Thai Van Chi, Pham Hoang Vy, Nguyen Duc Nhat Minh, Lambert Peter, Nguyen Thi Thu Hoai
1 School of Biotechnology, International University, VNU-HCMC , Ho Chi Minh City, Vietnam.
2 School of Life and Health Sciences, Aston University , Birmingham, UK.
Acta Microbiol Immunol Hung. 2017 Sep 1;64(3):245-253. doi: 10.1556/030.64.2017.012. Epub 2017 May 31.

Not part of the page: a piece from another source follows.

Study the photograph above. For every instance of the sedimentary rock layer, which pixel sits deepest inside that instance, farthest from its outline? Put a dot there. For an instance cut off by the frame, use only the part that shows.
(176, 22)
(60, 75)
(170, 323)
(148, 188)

The modulation of efflux pump functions under fluoroquinolone (FQ) exposure is of great concern as it could result in occurrence of multidrug-resistant (MDR) bacterial strains. In this study, MDR mechanism in Pseudomonas aeruginosa induced via moxifloxacin (MOX) pressure was investigated. After serial MOX [concentration of 0.5 × the minimum inhibitory concentration (MIC)] exposure, the fully susceptible P. aeruginosa ATCC 9027 strain has increased its MIC not only toward MOX (1→128 mg/L) but also to other antibiotics. Furthermore, this MOX-exposed strain did not revert to antibiotic-sensitive phenotype when being cultured in antibiotic-free medium for 12 days. No mutation was observed for FQ-target (gyrA and parC) or most investigated efflux regulatory genes (mexT, mexR, and nalC) except nfxB in which a 100-bp deletion was found. This associated with the elevated expression of multidrug efflux pump operon (mexCD-oprJ) which could directly result in MDR phenotype.
氟喹诺酮(FQ)暴露下外排泵功能的调节备受关注,因为这可能导致多重耐药(MDR)菌株的出现。在本研究中,对通过莫西沙星(MOX)压力诱导的铜绿假单胞菌中的MDR机制进行了研究。经过连续MOX [浓度为0.5×最低抑菌浓度(MIC)]暴露后,完全敏感的铜绿假单胞菌ATCC 9027菌株不仅对MOX的MIC增加(从1→128 mg/L),而且对其他抗生素的MIC也增加。此外,该MOX暴露菌株在无抗生素培养基中培养12天时未恢复为抗生素敏感表型。除发现有100 bp缺失的nfxB外,未观察到FQ靶点(gyrA和parC)或大多数研究的外排调节基因(mexT、mexR和nalC)发生突变。这与多药外排泵操纵子(mexCD-oprJ)的表达升高有关,这可能直接导致MDR表型。